Sananda TV was launched with at least three hours of so-called original programming—a striking departure from the norm of slowly scaling up the production of original software based on audience feedback, according to a former Sananda TV programming executive, who, too, did not want to be named. ABP spent heavily on these software, but the programmes were not received well by the audience.
“In the GEC (general entertainment channel) space, leadership is critical to make money,” Gupta said about Sananda TV and Star’s own Jalsha channel. “Star Jalsha has been the market leader for the last three years. We broke even in the first year. We run a profitable operation because we have been the number one channel in Bangla entertainment. We do roughly 500 GRPs (gross rating points) a week. Sananda may be 50-60 GRPs a week. In GEC, only the top two or three channels make money, the rest bleed.”
According to executives at media buying agencies who didn’t want to be identified, the rate for a 10-second commercial on Sananda TV costs as low as Rs.2,000, compared with Rs.25,000-Rs.35,000 that Star Jalsha charges. Zee Bangla charges around Rs.20,000 per 10-second ad spot and ETV Bangla around Rs.5,000, they said.
Sananda TV is the second Bengali channel to have shut this year. Mahuaa Bangla, a general entertainment channel launched in 2010 by Mahuaa Media Pvt. Ltd, was the first.

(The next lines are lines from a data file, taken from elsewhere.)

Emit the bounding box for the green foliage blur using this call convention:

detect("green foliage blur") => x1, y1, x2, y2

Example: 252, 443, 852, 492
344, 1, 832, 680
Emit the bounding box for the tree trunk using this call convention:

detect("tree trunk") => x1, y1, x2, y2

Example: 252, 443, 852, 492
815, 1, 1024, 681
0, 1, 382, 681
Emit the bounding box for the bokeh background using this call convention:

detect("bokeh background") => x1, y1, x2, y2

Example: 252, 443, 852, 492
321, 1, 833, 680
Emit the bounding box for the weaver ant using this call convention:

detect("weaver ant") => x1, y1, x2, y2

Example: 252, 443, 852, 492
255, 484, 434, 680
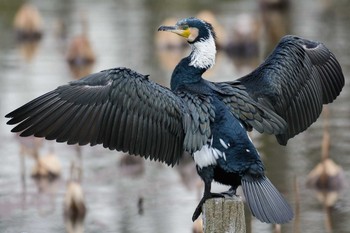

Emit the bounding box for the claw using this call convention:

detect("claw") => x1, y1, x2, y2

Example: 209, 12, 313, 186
220, 187, 237, 197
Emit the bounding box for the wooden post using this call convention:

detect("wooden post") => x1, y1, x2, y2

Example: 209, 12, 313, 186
202, 196, 246, 233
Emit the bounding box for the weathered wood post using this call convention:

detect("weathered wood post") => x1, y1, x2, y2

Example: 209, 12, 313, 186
202, 196, 246, 233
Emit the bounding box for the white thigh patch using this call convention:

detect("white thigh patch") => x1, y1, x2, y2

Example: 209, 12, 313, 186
193, 145, 226, 169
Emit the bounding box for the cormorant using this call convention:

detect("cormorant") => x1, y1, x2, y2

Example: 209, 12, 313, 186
6, 17, 344, 224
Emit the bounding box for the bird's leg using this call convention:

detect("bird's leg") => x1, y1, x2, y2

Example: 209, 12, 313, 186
192, 179, 213, 221
192, 166, 224, 221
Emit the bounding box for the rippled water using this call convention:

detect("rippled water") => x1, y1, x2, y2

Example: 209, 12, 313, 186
0, 0, 349, 232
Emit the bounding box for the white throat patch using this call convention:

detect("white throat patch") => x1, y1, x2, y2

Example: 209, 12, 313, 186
189, 35, 216, 69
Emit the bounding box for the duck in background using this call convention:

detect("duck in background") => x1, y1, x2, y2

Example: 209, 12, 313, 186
14, 3, 43, 41
13, 3, 44, 62
66, 12, 95, 79
225, 14, 261, 59
31, 152, 62, 179
16, 133, 61, 180
64, 162, 86, 233
306, 106, 346, 207
305, 106, 345, 233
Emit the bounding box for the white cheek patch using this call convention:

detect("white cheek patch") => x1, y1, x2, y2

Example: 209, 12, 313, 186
193, 144, 226, 169
188, 28, 199, 43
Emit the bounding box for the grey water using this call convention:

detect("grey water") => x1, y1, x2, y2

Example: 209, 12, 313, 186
0, 0, 349, 232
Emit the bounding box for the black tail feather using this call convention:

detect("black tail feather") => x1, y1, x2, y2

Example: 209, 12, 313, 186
241, 175, 293, 224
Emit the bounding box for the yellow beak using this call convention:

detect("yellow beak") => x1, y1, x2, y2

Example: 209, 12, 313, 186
158, 25, 191, 38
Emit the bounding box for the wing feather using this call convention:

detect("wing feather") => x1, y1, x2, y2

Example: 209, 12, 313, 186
224, 35, 344, 144
45, 103, 77, 140
6, 67, 186, 166
215, 82, 288, 134
34, 102, 75, 138
56, 105, 83, 143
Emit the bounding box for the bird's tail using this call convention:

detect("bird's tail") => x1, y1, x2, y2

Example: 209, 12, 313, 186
241, 174, 293, 224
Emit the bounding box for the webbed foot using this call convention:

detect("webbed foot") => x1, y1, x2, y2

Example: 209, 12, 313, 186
220, 187, 237, 197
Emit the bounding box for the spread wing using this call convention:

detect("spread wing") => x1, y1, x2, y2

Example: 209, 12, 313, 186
222, 35, 344, 145
6, 67, 186, 166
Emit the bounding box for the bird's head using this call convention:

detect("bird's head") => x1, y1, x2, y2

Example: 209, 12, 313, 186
158, 17, 217, 69
158, 17, 216, 44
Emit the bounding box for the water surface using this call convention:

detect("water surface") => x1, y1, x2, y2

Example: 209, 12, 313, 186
0, 0, 349, 232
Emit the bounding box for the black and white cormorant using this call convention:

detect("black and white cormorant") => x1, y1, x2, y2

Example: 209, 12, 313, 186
6, 17, 344, 224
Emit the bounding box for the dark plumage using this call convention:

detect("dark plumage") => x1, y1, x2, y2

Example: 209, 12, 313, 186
6, 17, 344, 224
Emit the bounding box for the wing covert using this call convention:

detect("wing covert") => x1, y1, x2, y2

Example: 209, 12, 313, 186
212, 82, 288, 135
6, 67, 186, 166
177, 92, 215, 154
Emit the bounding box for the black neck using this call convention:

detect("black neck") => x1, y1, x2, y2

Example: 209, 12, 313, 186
170, 56, 207, 91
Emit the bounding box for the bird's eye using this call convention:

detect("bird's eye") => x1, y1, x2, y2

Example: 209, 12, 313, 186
181, 25, 189, 30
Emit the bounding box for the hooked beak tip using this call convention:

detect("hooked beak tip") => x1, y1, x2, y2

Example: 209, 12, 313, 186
158, 25, 176, 32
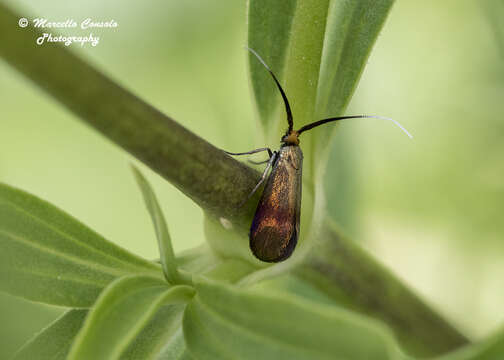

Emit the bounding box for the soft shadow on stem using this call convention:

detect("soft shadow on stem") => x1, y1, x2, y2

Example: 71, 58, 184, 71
295, 219, 468, 357
0, 4, 261, 236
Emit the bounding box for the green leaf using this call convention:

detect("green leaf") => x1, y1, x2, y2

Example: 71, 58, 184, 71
12, 309, 87, 360
131, 165, 188, 285
176, 244, 221, 276
313, 0, 395, 174
155, 328, 193, 360
0, 183, 161, 307
247, 0, 396, 179
313, 1, 396, 230
121, 304, 185, 360
183, 279, 410, 360
247, 0, 395, 140
68, 275, 194, 360
316, 1, 395, 119
0, 293, 63, 359
202, 258, 257, 283
176, 239, 257, 285
247, 0, 297, 134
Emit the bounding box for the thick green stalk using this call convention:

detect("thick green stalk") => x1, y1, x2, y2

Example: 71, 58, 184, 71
0, 4, 260, 235
295, 219, 468, 357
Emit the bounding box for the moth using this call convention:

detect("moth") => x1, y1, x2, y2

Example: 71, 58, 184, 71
227, 48, 412, 263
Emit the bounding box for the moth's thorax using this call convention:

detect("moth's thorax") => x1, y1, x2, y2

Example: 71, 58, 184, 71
281, 130, 300, 146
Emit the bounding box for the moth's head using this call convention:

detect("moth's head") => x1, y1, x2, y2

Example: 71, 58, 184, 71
281, 130, 300, 146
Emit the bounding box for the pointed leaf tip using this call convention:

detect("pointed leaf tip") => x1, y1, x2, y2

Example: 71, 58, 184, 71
131, 165, 190, 285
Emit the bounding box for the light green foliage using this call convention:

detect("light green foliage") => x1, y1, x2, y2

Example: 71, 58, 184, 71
0, 293, 62, 359
247, 0, 297, 134
122, 311, 188, 360
154, 328, 192, 360
0, 183, 161, 307
67, 276, 194, 360
248, 0, 394, 173
131, 166, 189, 285
183, 277, 504, 360
12, 310, 87, 360
183, 279, 410, 360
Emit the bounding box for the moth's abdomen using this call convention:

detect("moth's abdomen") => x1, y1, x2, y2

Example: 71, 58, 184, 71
249, 146, 303, 262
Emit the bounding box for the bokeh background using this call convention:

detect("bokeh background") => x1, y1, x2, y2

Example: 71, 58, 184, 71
1, 0, 503, 357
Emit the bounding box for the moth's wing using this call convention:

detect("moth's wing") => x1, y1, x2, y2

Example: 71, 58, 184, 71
250, 147, 302, 262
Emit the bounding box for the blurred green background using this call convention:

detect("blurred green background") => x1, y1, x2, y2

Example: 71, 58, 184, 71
0, 0, 503, 357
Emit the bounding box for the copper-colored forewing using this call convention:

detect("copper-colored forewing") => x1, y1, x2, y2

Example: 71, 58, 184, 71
250, 146, 303, 262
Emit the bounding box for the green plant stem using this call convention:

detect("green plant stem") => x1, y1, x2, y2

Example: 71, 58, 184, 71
0, 3, 468, 355
295, 219, 468, 357
0, 4, 260, 235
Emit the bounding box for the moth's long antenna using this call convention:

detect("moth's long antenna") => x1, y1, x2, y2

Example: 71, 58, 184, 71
296, 115, 413, 139
246, 47, 294, 133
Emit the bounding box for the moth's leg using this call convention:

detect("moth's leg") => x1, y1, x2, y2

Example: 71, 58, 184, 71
225, 147, 273, 158
248, 159, 270, 165
238, 151, 277, 208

“Since last year, advertising revenues have been almost flat and subscription revenue hasn’t really kicked-off...,” said a media analyst at a leading audit and consulting company who didn’t want to be named. “And given the current market, advertisers prefer putting their ad spends on leading channels, which has made it difficult for mid-level channels to sustain.”
In February-March, ABP announced internally that Sananda TV would either be sold or closed. A search for potential buyers was launched around that time with the aim of paring losses—ABP wanted Sananda TV’s loans to be taken over even if it couldn’t fully recover its contribution in the form of equity capital.
RoC filings show the ABP group and/or its promoters had pumped in at least Rs.65 crore into Goldvision Entertainment in the form of equity, and according to people familiar with the ABP-NVD Entertainments transaction, Sananda TV had a liability of around Rs.150 crore when the MoU was signed in September.
The refusal of lenders to transfer credit facilities offered to Goldvision, to NVD Entertainment may have scuppered the deal, said people familiar with the situation.
NVD Entertainments had initially agreed to take over the liabilities of Goldvision Entertainments, assessed by it at around Rs.150 crore, despite being advised against taking over Sananda TV by a consulting firm, according to one of the people mentioned in the first instance.
Another version goes that ABP pulled the plug on the deal after cheques with which NVD Entertainments was to make the first tranche of payment were dishonoured either for paucity of funds or at the advice of the issuer.
Mint couldn’t independently verify any of these versions.
Shuchi Bansal in New Delhi and Aminah Sheikh in Mumbai contributed to this story.